Edible fly control products are safe for the donkey, but likely not too good for other insects and nematodes in the environment. We use Piranah Wipe and Spray for flies, and it works well. However, those who are particularly sensitive may require leg protection, such as “pants” in the attached picture. We always use fly masks on our donkeys in the fly season, as their eyes are much more sensitive than horses’. We have used Equispot for lice and ticks, though the latter is not that common in our arid area. Other things that may work for ticks are sulfur powder or a rinse. I use this on myself when in the tropics for ticks and chiggers. It does not smell great, but it is very effective. Some research has demonstrated that Neem oil, which can be mixed 50:50 with some other light oil (vegetable, corn, peanut) and used as a wipe on tick-prone, areas. Neem oil can be used full strength on the ticks themselves as can Ivermectin liquid, to get them to release.

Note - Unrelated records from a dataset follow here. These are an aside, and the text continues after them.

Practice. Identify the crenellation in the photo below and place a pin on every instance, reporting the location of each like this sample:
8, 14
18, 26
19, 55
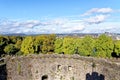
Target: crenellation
60, 67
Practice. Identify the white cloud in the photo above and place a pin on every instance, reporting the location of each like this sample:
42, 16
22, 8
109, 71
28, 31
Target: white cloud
96, 19
35, 26
98, 10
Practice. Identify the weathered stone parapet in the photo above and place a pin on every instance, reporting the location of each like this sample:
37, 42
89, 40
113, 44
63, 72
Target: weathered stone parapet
61, 67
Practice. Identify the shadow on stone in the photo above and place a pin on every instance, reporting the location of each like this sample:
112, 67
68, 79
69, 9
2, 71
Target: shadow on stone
3, 72
94, 76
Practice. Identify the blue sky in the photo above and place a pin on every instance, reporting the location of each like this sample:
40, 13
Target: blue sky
59, 16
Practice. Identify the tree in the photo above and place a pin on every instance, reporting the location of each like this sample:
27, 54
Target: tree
48, 43
87, 46
27, 46
104, 46
117, 47
58, 45
68, 45
10, 49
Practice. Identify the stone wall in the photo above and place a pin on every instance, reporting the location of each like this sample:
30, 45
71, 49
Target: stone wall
61, 67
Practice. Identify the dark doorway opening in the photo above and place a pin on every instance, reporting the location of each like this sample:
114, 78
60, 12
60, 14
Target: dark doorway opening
44, 77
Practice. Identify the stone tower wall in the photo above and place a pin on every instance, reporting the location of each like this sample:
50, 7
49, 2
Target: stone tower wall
61, 67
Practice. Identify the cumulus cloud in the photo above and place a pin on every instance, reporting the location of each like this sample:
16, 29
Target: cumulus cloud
96, 19
98, 10
36, 26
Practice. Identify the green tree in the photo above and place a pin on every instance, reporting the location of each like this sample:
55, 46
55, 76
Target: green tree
27, 46
68, 45
58, 45
117, 47
104, 46
87, 46
48, 43
10, 49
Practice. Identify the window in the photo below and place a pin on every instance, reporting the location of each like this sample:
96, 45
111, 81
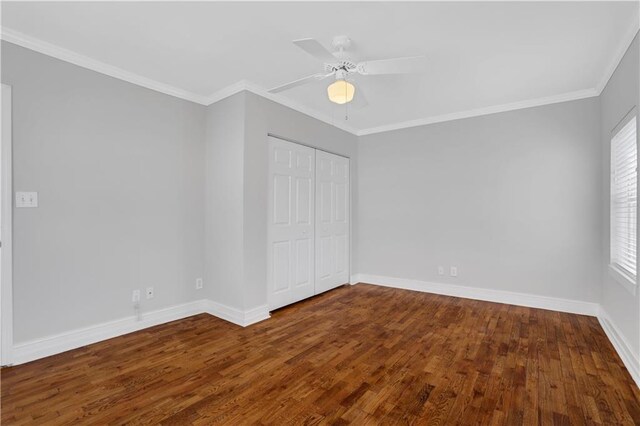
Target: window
624, 202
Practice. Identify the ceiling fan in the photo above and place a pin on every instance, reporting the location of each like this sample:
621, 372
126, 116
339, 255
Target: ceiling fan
337, 64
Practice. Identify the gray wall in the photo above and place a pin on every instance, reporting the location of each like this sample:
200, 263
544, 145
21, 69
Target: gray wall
511, 199
119, 170
619, 96
224, 252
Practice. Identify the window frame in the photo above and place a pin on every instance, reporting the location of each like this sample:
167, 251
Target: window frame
620, 274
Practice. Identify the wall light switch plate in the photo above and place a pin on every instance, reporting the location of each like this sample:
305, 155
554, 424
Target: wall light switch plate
26, 199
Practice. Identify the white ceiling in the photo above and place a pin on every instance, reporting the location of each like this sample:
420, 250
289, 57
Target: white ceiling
481, 55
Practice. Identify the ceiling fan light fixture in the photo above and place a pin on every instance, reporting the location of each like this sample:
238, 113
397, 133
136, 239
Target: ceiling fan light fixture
341, 92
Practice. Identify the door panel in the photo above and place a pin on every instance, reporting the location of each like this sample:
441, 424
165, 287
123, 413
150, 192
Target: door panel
290, 257
332, 225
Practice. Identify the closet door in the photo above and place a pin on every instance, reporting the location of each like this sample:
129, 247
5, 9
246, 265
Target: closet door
332, 221
290, 253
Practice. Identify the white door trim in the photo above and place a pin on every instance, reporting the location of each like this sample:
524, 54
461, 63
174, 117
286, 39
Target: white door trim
6, 226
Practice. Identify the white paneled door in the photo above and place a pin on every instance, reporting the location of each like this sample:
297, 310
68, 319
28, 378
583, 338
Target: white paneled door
308, 221
291, 222
332, 221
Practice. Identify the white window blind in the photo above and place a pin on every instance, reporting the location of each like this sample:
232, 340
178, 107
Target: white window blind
624, 198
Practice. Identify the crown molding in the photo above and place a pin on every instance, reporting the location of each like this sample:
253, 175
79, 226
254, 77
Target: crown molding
565, 97
66, 55
622, 50
244, 85
257, 90
83, 61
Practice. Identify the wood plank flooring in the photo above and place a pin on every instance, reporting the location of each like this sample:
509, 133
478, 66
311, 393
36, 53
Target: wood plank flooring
360, 355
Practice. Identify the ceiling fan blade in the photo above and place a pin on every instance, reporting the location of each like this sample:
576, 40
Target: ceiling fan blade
408, 65
300, 82
315, 49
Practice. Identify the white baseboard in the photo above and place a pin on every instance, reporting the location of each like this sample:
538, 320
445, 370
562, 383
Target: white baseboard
630, 360
236, 316
622, 347
489, 295
62, 342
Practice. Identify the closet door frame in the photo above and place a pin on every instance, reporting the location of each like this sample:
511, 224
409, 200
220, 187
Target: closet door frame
270, 206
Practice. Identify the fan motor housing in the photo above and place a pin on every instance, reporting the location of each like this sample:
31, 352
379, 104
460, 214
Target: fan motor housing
346, 65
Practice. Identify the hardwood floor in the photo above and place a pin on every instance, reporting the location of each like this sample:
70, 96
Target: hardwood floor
360, 354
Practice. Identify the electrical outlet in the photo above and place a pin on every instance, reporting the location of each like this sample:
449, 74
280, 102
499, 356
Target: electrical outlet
26, 199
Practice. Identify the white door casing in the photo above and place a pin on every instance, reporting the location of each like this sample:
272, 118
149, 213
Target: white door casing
290, 252
332, 221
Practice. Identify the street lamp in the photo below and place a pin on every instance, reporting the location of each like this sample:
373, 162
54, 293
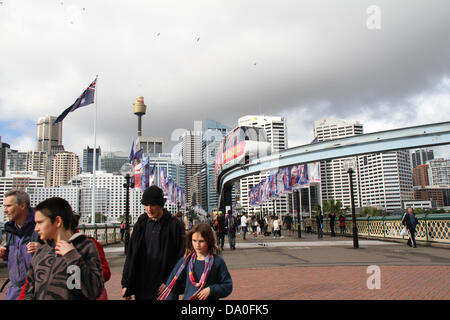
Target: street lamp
349, 167
127, 171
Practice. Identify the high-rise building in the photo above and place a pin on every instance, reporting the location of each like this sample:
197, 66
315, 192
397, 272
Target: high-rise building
439, 172
213, 134
149, 145
191, 147
18, 180
334, 180
111, 162
65, 166
276, 132
69, 193
88, 158
385, 179
16, 161
48, 135
38, 161
4, 149
421, 156
420, 175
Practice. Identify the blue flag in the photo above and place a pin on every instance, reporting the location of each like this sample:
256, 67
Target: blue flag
86, 98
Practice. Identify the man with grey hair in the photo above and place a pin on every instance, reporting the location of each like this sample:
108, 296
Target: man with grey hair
21, 239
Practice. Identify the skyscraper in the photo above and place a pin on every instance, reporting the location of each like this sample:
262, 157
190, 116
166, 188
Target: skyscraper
65, 166
88, 157
334, 180
48, 135
276, 132
191, 147
213, 134
421, 156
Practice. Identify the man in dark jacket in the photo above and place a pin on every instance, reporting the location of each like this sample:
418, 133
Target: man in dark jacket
21, 240
157, 243
231, 226
410, 221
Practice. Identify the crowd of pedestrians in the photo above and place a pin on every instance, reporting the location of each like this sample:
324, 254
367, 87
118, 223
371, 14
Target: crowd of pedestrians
167, 257
49, 259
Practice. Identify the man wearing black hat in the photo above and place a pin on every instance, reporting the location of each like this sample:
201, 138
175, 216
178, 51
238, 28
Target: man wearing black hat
156, 244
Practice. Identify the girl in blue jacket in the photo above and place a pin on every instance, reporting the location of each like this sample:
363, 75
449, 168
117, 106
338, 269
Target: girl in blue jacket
201, 274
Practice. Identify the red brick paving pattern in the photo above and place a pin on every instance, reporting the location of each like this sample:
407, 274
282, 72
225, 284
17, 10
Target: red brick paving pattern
331, 283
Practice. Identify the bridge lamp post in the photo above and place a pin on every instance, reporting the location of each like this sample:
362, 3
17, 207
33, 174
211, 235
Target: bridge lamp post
349, 167
127, 171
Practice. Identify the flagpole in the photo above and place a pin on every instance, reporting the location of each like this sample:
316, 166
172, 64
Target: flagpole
95, 152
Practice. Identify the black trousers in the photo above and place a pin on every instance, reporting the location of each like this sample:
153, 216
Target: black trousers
412, 238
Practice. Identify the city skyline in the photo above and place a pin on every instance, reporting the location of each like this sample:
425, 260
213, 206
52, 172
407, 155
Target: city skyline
196, 61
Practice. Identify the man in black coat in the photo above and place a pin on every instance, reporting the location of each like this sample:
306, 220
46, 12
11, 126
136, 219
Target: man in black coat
156, 245
410, 221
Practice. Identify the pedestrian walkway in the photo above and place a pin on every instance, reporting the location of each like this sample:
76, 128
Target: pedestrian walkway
290, 268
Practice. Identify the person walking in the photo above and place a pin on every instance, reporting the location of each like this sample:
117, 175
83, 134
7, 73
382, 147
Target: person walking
288, 221
21, 240
68, 266
201, 274
122, 230
276, 226
319, 221
231, 225
221, 231
156, 244
244, 223
342, 224
332, 220
410, 221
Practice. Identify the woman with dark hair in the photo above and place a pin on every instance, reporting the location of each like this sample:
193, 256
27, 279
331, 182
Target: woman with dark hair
68, 266
202, 274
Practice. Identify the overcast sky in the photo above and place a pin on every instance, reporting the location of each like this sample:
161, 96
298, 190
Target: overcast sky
196, 60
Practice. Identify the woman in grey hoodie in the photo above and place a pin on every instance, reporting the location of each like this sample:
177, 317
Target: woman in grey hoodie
68, 266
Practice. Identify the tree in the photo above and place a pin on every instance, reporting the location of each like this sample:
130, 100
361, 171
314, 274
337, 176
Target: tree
371, 212
332, 206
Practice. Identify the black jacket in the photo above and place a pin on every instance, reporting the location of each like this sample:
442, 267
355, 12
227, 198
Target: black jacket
406, 221
172, 247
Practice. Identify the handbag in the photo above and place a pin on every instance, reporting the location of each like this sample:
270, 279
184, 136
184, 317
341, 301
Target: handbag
403, 232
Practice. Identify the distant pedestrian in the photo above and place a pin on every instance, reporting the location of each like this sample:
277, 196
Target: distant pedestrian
276, 227
342, 224
221, 231
410, 221
202, 274
319, 221
156, 244
244, 223
288, 221
254, 224
21, 240
270, 226
231, 224
68, 266
308, 225
122, 230
332, 220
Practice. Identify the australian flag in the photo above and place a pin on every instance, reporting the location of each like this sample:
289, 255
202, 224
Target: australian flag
86, 98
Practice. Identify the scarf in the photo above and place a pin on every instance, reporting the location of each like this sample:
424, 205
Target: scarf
190, 258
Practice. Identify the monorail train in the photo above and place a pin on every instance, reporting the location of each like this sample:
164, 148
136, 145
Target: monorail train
239, 146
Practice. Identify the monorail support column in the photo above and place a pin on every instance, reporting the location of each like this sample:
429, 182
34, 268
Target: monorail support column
227, 199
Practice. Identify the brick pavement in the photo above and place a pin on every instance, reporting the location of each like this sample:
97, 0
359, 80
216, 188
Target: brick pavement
303, 271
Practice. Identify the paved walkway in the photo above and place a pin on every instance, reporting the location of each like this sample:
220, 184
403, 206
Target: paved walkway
308, 268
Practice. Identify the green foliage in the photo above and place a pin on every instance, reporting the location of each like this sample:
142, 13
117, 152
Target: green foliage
371, 212
332, 206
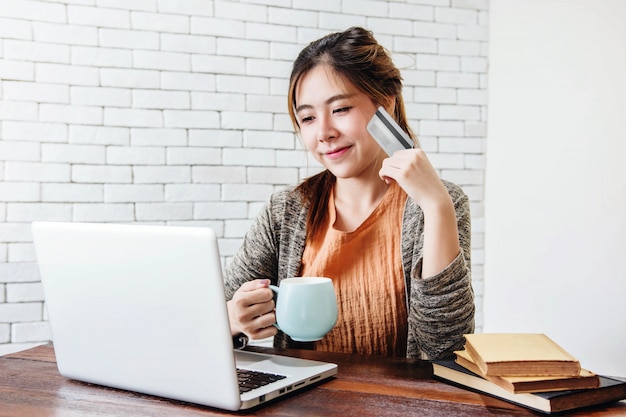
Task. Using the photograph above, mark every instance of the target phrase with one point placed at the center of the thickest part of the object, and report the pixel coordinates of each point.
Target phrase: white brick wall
(173, 112)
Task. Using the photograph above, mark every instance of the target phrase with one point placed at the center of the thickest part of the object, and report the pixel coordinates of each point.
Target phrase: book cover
(520, 354)
(518, 384)
(610, 390)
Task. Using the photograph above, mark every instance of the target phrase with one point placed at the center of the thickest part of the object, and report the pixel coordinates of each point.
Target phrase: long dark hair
(355, 56)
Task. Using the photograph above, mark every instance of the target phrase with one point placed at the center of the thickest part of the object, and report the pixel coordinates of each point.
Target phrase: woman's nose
(326, 129)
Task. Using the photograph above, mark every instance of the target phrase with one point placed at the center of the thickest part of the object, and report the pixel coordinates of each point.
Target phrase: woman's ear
(390, 104)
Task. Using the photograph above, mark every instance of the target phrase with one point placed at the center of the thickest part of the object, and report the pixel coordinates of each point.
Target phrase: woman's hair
(356, 57)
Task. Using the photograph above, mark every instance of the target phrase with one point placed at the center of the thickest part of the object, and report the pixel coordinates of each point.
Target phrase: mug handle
(275, 289)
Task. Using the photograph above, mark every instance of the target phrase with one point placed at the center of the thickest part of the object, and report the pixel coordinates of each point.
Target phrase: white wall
(555, 201)
(174, 112)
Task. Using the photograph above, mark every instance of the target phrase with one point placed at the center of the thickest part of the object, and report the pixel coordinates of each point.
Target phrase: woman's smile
(337, 153)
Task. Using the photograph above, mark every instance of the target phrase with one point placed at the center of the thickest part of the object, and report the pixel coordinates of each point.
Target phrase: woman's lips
(336, 153)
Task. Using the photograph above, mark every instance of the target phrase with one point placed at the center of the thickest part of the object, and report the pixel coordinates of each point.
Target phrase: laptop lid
(142, 308)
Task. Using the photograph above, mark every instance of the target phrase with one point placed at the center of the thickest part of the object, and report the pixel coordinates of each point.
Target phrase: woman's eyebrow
(329, 100)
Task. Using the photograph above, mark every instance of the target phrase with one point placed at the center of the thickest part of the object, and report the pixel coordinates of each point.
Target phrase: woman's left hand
(412, 170)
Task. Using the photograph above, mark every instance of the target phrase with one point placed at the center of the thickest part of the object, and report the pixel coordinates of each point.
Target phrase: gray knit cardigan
(441, 308)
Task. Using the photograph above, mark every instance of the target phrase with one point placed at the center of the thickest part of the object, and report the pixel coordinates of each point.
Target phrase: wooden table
(30, 385)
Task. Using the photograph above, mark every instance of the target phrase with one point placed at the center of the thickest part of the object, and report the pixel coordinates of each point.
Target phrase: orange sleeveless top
(366, 268)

If worms are causing the problem, they would be “Pin Worms” , Oxyuris equi. They live in the colon and cause itching when the females migrate down the rectum and out through the anus where they lay their eggs. We used use Scotch tape to pickup the eggs by a horse or donkey’s anus, for diagnosis. However, with modern wormers Oxyuris is rarely found. Other causes of itching (which usually involves the tail) are lice (Damelina equi or Haematopinus asini) or insect bite hypersensitivity (common in minis). The lice are very small and can be found, along with their eggs, most easily in the mane. You can tell the eggs (nits) because there will be very tiny bodies attached to the hairs, which are all the same size. It may be necessary to have a magnifying glass to see them. With patience you can see the adult lice move, though you may need a magnifying glass. Lice in donkeys can be treated with Carbaryl, Equi Spot, or Neem Oil baths. Anything that will cause skin hypersensitivity can cause them to itch, and, again, this is common in minis. That can be treated with antihistamines or anti-inflammatory steroids. We have one mini here that requires a fly blanket in the summer, because any amount of fly contact sets off a serious scratching episode which can cause her to lose all the hair on her rump. I would start by ruling out the lice, and then considering treating her for skin allergy.